Dozens of Chinese Cities Under Threat of Dam Collapse

As authorities push ahead with an ambitious hydroelectric construction boom, the threat of a disastrous dam collapse looms over more than 179 Chinese cities, amid increasingly unpredictable global weather patterns, local media have reported.

China is home to more than 40,000 "at risk" reservoirs, which, along with flood defenses beside major rivers, were built between 1950 and 1980, the online news site Easynet said in a recent article.

Most are of rock and clay construction, and are reaching the end of their intended lifespan of 50 years, causing major headaches for the government, it said.

Xue Shikui, a water resources management expert at Florida University, said reservoirs, like any other man-made structure, have a limited lifespan.

"When they get old, they should be decommissioned or rebuilt," he said, adding that China built huge numbers of reservoirs and dams from the 1950s to the 1970s. "Otherwise, the natural aging process is unavoidable."

He said decommissioning a dam in itself is a major project.

"If you demolish it, that costs money, and if you don't demolish it by blowing it up, you have to use other methods, such as allowing the river flow gradually to become more natural," Xue said.

China's State Council has lifted a ban on major dam projects in the southwest imposed by then premier Wen Jiabao in 2004, and earmarked around 62 billion yuan (U.S. $10.1 billion) to repair the 40,000 "at risk."

But the central government has yet to deliver all of the promised funding, and local governments are seen as unlikely to make up the shortfall.

Aging dams

The number of dams in mainland China rose from around 20 at the founding of the People's Republic in 1949 to more than 86,000 today. This figure doesn't take into account more than 10 million small-to-medium size water-holding structures like dikes and irrigation canals, official statistics show.

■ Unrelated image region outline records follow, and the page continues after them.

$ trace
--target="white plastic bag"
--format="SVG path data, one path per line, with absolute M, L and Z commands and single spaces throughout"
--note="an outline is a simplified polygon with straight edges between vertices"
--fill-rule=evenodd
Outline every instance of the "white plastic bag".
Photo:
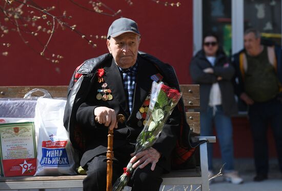
M 63 100 L 37 100 L 34 119 L 38 132 L 35 176 L 75 174 L 74 150 L 63 122 L 66 103 Z

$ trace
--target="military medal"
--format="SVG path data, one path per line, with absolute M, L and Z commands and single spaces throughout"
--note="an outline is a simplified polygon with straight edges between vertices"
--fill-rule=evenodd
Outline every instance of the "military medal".
M 139 111 L 140 111 L 142 113 L 144 113 L 145 111 L 144 108 L 143 107 L 141 107 L 140 109 L 139 109 Z
M 97 99 L 97 100 L 100 100 L 100 99 L 102 99 L 102 97 L 103 97 L 103 96 L 102 94 L 100 94 L 100 93 L 98 93 L 96 96 L 96 98 Z
M 108 100 L 112 100 L 113 99 L 113 96 L 111 94 L 108 95 Z
M 103 88 L 104 89 L 106 88 L 107 87 L 107 86 L 108 86 L 108 84 L 107 84 L 106 83 L 104 83 L 103 84 L 103 85 L 102 85 L 102 88 Z
M 102 100 L 103 101 L 107 101 L 108 100 L 108 96 L 107 96 L 106 94 L 104 94 L 102 97 Z
M 142 119 L 142 114 L 140 111 L 138 111 L 137 113 L 136 113 L 136 117 L 138 120 L 140 120 L 141 119 Z
M 156 82 L 158 82 L 162 81 L 164 77 L 159 73 L 153 75 L 151 77 L 151 79 Z
M 138 125 L 138 127 L 141 127 L 142 126 L 142 121 L 140 120 L 138 121 L 138 122 L 137 122 L 137 125 Z
M 103 82 L 104 79 L 103 76 L 105 74 L 105 70 L 104 68 L 99 68 L 97 71 L 98 72 L 98 82 Z
M 103 92 L 103 89 L 98 89 L 97 91 L 98 92 L 98 93 L 96 95 L 96 99 L 98 100 L 100 100 L 102 99 L 103 95 L 100 92 Z

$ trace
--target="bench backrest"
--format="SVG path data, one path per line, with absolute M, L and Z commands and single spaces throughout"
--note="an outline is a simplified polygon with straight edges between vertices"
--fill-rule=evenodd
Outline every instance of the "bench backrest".
M 196 134 L 200 132 L 199 113 L 194 111 L 194 109 L 199 107 L 199 85 L 180 85 L 183 98 L 186 109 L 187 122 L 192 132 Z M 67 86 L 0 86 L 0 98 L 20 98 L 34 88 L 44 89 L 49 91 L 53 98 L 64 98 L 67 94 Z M 33 96 L 42 96 L 40 91 L 32 93 Z

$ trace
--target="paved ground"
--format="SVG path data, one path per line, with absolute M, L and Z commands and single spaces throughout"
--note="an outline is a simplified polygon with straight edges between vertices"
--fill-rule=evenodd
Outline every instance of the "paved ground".
M 215 160 L 215 171 L 219 171 L 221 162 L 219 159 Z M 255 175 L 254 166 L 252 159 L 237 159 L 235 161 L 236 169 L 244 179 L 244 183 L 239 185 L 232 184 L 223 181 L 223 177 L 219 176 L 215 180 L 215 182 L 210 186 L 211 191 L 282 191 L 282 174 L 278 169 L 277 159 L 270 161 L 269 179 L 267 180 L 255 182 L 253 181 Z M 200 190 L 197 185 L 192 188 L 189 185 L 166 186 L 161 187 L 160 191 L 195 191 Z M 21 190 L 21 191 L 38 191 L 37 189 Z M 82 189 L 47 189 L 46 191 L 80 191 Z M 126 189 L 126 191 L 130 189 Z

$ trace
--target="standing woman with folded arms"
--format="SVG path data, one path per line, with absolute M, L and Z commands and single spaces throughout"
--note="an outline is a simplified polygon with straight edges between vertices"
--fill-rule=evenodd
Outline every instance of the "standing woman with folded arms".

According to Wu Yegang, a water resources expert at Connor Environmental Services in the United States, China's aging dams could face a "perfect storm" of factors in the years to come.

"You have the construction methods used in the 1950s, which are primarily clay, and on top of that you have contemporary climate change, along with numerous thunderstorms," Wu said.

"There have also been [geological] changes in the valleys holding the reservoirs, so it will become extremely dangerous," he said.

China, which has been hit by extreme flooding in a number of provinces in the wake of two major tropical storms this summer, is no stranger to failed dams and collapsed dikes.

From 2007 to 2011, China's reservoir dams were collapsing at the rate of around 68 a year, a rate that has now slowed to 20 in the past two years, the Easynet article said.

In 1975, the catastrophic collapse of the Banqiao dam at Zhumadian in central Henan province caused the deaths of an estimated 171,000 people, according to international experts.

The majority of those deaths were among people who survived the initial tsunami and were stranded with no food or medical assistance, eventually succumbing to starvation or disease in huge numbers, water resources expert Eric Fish wrote in China's Economic Observer website in February.

"When the Banqiao reservoir had emptied and the waters had settled on the morning after the collapse, the horror was only beginning," Fish's article said.

"Survivors were left to wait on rooftops or huddled together on small patches of dry land ... Disease spread quickly while people battled hunger and the summer heat."

'Domino effect'

The Chinese government's ability to manage the country's water resources has been bound up with political power and credibility since the early emperors.

The Banqiao dam was built after then supreme leader Mao Zedong called on officials to "harness the Huai River" in order to generate electricity and a reliable water supply, leading to a cascade of dams being constructed in the basin which were hit by a once-in-2,000 year rainfall.

But environmental group Probe International has warned that a similar strategy is being used again today in southwestern China.

"If one dam fails, the full force of its ensuing tsunami will be transmitted to the next dam downstream, and so on, potentially creating a deadly domino effect of collapsing dams," the group said in a recent report.

"A cascade of catastrophic dam failures would almost certainly cause an unprecedented number of casualties and deaths in major downstream population centers, such as Chengdu, and along these major river valleys."

Incalculable environmental damage could also result from the flooding of chemical plants that cluster along Chinese rivers, officials have warned.

Reported by Shi Shan for RFA's Mandarin Service. Translated and written in English by Luisetta Mudie.